Thursday, January 04, 2007

  • By: Michael Higgins
  • Organization: Chicago Tribune

Forty-two percent of [Illinois's] legal aid lawyers plan to leave their jobs in the next three years, which would further strain the state's legal services for the poor, legal-aid groups say in a recently released report.

Many of the lawyers feel pressure to find higher-paying jobs, saying legal aid salaries have not kept pace with the rising cost of law school, according to a survey and report issued last month by the Chicago Bar Foundation Association and Illinois Coalition for Equal Justice.

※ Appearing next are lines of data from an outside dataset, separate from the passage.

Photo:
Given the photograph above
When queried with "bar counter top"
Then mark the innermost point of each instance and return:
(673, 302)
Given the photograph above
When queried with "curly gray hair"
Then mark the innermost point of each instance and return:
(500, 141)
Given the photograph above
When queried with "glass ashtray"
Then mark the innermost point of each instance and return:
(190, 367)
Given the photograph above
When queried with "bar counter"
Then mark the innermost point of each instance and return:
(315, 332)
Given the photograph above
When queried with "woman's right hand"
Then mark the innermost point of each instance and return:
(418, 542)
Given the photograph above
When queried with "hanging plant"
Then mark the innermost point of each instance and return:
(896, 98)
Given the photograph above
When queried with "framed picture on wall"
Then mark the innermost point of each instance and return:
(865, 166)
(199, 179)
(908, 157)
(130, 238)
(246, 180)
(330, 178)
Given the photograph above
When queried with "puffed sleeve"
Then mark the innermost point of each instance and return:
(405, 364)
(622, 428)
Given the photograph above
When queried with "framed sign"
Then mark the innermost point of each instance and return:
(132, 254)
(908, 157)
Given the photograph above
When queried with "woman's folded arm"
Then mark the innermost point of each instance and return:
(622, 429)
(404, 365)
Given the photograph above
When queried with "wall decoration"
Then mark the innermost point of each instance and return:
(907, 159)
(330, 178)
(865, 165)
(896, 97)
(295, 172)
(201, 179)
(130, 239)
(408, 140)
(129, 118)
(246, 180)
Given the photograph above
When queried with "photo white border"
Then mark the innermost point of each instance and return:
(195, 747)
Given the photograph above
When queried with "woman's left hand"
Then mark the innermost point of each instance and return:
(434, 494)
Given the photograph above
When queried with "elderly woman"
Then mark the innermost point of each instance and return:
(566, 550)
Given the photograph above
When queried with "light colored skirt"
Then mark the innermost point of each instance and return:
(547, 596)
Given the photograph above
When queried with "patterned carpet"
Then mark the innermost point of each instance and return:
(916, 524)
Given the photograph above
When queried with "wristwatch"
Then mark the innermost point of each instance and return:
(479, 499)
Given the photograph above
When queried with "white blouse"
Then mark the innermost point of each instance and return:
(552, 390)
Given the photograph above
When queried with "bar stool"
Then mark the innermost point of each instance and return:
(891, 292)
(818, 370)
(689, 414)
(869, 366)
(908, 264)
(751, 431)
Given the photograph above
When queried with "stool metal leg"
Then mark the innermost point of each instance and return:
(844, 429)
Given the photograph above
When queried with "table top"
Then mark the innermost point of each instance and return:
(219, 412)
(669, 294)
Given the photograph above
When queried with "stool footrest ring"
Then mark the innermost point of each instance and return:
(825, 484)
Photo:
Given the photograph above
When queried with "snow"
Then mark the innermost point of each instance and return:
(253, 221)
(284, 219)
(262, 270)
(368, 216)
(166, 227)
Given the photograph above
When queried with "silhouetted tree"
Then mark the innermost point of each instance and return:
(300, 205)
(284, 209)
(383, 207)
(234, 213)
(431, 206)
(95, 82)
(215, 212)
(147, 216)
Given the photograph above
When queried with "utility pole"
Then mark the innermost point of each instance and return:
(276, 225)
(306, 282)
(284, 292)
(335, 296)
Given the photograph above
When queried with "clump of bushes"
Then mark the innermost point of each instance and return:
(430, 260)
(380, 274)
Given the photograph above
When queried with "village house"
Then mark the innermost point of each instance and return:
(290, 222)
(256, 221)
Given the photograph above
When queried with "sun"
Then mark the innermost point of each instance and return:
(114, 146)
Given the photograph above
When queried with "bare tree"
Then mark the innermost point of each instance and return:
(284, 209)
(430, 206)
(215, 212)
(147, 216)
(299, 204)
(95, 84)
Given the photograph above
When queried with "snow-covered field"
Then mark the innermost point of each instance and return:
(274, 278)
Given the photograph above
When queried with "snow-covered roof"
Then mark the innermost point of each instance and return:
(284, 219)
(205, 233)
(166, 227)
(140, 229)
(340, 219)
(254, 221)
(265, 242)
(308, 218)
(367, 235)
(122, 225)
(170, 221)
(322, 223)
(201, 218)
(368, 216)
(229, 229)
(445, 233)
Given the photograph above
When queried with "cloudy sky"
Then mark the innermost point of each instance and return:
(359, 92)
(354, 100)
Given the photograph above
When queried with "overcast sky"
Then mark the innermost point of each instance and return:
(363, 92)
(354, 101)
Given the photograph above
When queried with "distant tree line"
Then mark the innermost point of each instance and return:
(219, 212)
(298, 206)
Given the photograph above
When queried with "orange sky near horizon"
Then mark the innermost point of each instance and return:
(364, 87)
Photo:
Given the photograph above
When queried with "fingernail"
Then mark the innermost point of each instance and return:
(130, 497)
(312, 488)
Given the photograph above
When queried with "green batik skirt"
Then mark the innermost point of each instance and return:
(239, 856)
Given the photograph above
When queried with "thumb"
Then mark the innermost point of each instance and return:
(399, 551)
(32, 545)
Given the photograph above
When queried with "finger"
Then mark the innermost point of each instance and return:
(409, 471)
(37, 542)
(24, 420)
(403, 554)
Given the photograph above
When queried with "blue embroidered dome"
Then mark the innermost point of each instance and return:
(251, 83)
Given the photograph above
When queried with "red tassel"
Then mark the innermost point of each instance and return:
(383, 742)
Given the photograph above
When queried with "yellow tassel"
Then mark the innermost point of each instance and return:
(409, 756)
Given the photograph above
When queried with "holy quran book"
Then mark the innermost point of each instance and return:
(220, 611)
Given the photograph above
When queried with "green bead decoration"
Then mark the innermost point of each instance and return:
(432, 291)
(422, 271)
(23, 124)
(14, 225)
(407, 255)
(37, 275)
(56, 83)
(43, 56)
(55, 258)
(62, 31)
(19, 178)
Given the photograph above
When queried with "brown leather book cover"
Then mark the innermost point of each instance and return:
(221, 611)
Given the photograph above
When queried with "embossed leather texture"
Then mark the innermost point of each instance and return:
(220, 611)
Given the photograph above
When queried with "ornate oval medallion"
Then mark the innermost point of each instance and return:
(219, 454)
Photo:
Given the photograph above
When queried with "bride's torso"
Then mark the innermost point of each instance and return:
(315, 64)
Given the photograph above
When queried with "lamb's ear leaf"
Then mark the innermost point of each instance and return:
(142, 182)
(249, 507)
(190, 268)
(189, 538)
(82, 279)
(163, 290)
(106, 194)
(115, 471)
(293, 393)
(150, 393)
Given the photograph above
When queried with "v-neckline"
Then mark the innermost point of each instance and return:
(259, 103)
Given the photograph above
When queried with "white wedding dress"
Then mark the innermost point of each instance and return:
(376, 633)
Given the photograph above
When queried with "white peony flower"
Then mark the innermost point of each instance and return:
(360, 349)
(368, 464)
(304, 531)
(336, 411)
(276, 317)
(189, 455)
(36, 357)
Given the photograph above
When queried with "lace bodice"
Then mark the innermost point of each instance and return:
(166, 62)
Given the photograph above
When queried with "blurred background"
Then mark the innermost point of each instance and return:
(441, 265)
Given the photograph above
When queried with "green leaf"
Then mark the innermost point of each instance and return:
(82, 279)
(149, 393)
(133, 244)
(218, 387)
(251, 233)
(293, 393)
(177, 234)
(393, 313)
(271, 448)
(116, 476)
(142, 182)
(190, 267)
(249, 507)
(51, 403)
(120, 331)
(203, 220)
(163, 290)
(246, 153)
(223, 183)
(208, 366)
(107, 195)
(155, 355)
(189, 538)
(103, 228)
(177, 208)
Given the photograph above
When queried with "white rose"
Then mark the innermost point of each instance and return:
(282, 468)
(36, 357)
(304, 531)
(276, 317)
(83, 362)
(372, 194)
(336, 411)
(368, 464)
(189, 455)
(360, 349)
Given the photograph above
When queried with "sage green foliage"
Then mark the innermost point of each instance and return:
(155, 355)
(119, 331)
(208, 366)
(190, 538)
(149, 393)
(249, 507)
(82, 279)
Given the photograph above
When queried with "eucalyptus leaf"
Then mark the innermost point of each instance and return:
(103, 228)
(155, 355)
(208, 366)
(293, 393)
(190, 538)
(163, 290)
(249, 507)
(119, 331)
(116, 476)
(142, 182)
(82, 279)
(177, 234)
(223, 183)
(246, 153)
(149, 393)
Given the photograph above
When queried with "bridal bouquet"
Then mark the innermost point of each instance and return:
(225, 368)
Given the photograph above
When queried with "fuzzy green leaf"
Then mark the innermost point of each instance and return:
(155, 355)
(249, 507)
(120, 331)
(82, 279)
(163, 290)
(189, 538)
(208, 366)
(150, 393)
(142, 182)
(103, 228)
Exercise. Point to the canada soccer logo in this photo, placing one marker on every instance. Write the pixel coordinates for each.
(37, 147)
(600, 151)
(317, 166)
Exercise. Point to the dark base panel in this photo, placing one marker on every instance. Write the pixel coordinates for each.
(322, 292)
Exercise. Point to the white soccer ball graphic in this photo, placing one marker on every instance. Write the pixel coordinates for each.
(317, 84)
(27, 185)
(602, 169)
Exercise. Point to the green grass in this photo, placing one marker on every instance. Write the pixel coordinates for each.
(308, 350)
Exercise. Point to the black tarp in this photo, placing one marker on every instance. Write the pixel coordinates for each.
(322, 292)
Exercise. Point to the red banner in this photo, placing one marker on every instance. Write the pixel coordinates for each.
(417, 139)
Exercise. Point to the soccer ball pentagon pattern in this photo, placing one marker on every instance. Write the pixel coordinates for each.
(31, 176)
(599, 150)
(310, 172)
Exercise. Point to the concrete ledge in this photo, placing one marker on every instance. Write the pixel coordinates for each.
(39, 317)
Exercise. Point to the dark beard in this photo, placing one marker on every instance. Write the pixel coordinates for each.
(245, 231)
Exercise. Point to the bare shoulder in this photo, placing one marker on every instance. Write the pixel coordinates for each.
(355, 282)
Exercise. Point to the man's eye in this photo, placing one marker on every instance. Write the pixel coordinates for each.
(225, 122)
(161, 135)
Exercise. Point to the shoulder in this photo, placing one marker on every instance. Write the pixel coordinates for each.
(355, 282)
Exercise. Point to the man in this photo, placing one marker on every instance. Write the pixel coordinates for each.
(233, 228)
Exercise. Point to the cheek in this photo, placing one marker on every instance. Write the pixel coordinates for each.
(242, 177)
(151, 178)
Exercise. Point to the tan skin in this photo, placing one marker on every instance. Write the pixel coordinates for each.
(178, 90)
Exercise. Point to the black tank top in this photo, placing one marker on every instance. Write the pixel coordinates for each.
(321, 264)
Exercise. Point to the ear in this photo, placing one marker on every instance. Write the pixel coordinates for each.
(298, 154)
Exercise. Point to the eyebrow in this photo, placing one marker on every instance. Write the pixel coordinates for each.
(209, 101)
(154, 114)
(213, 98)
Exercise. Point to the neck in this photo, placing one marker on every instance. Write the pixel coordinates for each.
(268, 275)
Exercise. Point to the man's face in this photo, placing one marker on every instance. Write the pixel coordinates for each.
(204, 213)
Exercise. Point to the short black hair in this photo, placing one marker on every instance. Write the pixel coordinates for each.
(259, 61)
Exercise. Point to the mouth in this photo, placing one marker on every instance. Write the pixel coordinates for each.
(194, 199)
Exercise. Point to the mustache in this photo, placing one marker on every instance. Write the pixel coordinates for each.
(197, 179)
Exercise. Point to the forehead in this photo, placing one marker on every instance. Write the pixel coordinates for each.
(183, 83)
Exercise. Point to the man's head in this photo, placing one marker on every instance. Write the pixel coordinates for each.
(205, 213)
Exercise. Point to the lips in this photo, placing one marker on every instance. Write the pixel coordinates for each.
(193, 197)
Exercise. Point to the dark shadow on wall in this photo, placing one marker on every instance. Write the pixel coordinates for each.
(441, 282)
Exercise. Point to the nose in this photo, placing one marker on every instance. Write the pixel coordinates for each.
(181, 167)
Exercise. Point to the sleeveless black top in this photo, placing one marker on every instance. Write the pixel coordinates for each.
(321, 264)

"If you look at law school tuition and debt, it keeps rising each year. But after about 2000, it just goes up dramatically," said Joseph Dailing, executive director of the Illinois Coalition for Equal Justice. "You need to provide a living wage and also help these people with these debts."

The legal-aid groups hope the report sounds an alarm that will be heeded by the federal Legal Services Corp., state government, private donors and others who help pay for legal aid.

The state's 280 full-time legal-aid attorneys already are stretched thin, trying to advise low-income clients in landlord-tenant cases, disputes over the denial of government benefits and other civil matters, the report said.

Legal aid attorneys typically start at $38,500 a year, the report found. But they must repay typical law school debts of about $60,000, and as much as $100,000 for more recent graduates, the report said.